A body washed ashore that summer,
bullet-riddled in fatigues.
We gathered around, five cousins,
bold and bored from days at the beach.
The youngest joked that fish made
dinner of the dead man’s eyes.
Two strangers nodded and my cousin vomited.
Colombia, when I miss you,
I try to think of days like this: when guerilla death
tolls tell better stories than grandmothers.

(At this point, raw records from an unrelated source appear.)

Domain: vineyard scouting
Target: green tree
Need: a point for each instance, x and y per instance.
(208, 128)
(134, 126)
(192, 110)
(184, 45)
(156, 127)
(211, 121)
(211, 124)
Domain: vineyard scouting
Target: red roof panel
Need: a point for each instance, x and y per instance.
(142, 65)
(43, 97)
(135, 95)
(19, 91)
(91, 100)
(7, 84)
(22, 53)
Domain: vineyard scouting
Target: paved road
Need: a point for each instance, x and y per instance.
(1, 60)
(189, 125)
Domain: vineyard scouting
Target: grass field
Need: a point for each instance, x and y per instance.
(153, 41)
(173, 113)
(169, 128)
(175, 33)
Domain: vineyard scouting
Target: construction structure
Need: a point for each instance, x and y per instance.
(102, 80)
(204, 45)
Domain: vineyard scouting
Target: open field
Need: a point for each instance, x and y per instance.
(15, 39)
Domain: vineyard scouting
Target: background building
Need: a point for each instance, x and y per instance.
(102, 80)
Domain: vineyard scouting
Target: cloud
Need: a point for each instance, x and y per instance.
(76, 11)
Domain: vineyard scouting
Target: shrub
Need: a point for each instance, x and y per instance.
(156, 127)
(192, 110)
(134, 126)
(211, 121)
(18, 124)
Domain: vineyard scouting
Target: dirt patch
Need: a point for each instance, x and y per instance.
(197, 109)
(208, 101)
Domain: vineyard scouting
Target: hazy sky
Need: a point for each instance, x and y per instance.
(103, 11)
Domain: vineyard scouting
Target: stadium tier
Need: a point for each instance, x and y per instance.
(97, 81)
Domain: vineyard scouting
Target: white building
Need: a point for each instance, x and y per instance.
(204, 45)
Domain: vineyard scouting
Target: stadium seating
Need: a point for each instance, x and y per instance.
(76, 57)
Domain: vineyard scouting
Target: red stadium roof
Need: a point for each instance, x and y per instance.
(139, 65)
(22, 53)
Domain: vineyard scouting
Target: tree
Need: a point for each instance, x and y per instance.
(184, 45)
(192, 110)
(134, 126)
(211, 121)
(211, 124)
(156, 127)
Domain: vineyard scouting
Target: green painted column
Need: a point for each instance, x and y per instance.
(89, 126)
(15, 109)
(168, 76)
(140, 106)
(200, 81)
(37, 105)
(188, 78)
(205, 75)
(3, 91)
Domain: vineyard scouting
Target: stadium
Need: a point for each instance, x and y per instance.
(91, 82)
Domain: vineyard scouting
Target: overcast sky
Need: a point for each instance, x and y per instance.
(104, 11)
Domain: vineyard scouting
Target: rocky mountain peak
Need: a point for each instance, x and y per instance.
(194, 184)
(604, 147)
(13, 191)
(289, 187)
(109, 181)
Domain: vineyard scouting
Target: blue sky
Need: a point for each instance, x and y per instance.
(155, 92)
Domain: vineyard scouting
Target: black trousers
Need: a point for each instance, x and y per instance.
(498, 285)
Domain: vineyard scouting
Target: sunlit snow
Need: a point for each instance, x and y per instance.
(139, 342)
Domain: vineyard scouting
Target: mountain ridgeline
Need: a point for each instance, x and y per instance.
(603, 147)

Days like sand, children, and a blind man
petrified in his prayer.
Days like my American passport: blue, godhead, imperial--
pretenses of immunity and power
ready to be stripped by a soldier,
a boy who knows accents do not identify
corpses like blood. A boy whose gun
escorts my mother, date for interrogation,
the last step before flight.
She’ll board with me, free of her homeland,
always afraid of turning to salt.
But televised outcries never cease, Colombia,
and your memory is buried beneath
a newsman’s coifed veneer
Fish eat our eyes, yet we continue
raising our weapons with an anger we were taught.
Our corpses will wash ashore
again and again
to the eyes of children,
sun-caked and sickened.
Adriana E. Ramirez is a nonfiction writer and performance poet based in Pittsburgh and Houston, where she is writing a book about civil war, Colombia, and the way we tell stories around violence. Her work has appeared in the Los Angeles Review of Books, Vandal, and Nerve, among other places. Her first chapbook, Trusting with Imaginary Spaces, is forthcoming from Tired Hearts Press. She roots for El Tricolor in the World Cup and teaches in the English Department at the University of Pittsburgh.